ARGUED SEPTEMBER 13, 1978.
DECIDED JANUARY 9, 1979. REHEARING DENIED JANUARY 25, 1979.
Action on account. Fulton State Court. Before Judge Wright.
Kilpatrick, Cody, Rogers, McClatchey Regenstein, William A. Wright, Matthew H. Patton, for appellant.
Westmoreland, Hall, McGee, Warner Oxford, Edward E. Bates, Jr., for appellee.

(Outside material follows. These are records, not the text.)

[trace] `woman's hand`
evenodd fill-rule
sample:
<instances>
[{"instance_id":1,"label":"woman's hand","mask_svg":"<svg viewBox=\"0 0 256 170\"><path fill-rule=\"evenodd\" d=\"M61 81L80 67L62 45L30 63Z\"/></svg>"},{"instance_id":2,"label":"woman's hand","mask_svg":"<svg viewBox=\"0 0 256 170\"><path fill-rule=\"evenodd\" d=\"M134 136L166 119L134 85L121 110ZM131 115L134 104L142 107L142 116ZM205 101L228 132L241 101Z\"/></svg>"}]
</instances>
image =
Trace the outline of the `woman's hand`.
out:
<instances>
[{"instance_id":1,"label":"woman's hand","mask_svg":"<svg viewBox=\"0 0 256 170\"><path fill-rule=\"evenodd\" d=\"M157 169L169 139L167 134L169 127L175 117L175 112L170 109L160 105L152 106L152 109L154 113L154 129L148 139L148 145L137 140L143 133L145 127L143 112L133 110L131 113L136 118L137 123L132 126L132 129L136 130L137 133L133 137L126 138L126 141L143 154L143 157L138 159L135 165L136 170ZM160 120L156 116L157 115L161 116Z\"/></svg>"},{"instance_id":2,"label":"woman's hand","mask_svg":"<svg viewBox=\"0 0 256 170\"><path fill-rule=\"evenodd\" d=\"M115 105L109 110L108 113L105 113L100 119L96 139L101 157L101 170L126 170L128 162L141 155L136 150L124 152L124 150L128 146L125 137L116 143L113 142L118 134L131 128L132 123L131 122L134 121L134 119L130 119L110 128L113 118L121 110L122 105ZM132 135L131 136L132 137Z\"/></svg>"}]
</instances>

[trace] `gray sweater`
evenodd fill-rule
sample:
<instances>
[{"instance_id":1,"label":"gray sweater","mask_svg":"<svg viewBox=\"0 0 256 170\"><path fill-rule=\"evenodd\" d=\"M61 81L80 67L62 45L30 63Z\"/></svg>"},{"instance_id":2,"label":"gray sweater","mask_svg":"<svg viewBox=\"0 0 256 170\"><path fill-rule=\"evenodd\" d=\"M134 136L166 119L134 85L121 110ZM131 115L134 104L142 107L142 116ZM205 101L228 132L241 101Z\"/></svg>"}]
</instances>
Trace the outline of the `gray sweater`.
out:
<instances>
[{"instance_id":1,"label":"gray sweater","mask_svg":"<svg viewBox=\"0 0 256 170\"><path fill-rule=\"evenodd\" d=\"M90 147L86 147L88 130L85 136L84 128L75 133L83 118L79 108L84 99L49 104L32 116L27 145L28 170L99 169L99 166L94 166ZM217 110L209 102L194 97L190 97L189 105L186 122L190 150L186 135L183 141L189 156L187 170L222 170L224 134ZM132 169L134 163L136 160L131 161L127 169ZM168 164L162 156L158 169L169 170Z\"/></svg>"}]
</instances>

This is a suit on account for professional services performed by the plaintiff in reconstructing the defendant's accounting records and defending it during an audit by the Internal Revenue Service. The trial court rendered judgment for the defendant after finding as a matter of law that the action was barred by the 4 year limitation period applicable to suits on account. See Code § 3-706. The plaintiff then filed this appeal. The plaintiff acknowledges that the debt arose more than four years prior to the filing of the suit but contends that certain notations made on two checks submitted in partial payment of the account within this 4-year period constituted written acknowledgment of the debt so as to revive the cause of action. Held:
Under Code § 3-903 a "written acknowledgment of the existing liability" constitutes a new promise to pay which revives the debt so as to recommence the running of the statute of limitations. See Code §§ 3-901, 3-904. "Mere partial payment in the absence of a writing is not sufficient. Holland v. Chaffin Lane, 22 Ga. 343." Bingham v. Advance Indus. Security, Inc., 138 Ga. App. 875 (3) ( 228 S.E.2d 1) (1976). However, a notation made on a check delivered to the creditor by the debtor has been held to constitute a sufficient "written acknowledgment" where it affords a means of identifying the debt with "reasonable certainty." Middlebrooks v. Cabaniss, 193 Ga. 764 (1) ( 20 S.E.2d 10) (1942).
The notation on one of the two checks in this case was "Legal Audit On Acct" and on the other was "Lincoln's Bal. $6500." Lincoln only had one account with the plaintiff. Thus, it is clear that the notations referred to the account in question. See Middlebrooks v. Cabaniss, supra. However, the amount sued for by the plaintiff was $11,000 rather than the $6,500 to which the defendant admitted. We therefore hold that the notations on the checks constituted a written acknowledgment of liability, but only to the extent of $6,500. The remainder of claim is barred by the statute of limitations.
Judgment reversed. Deen, P. J., and Smith, J., concur.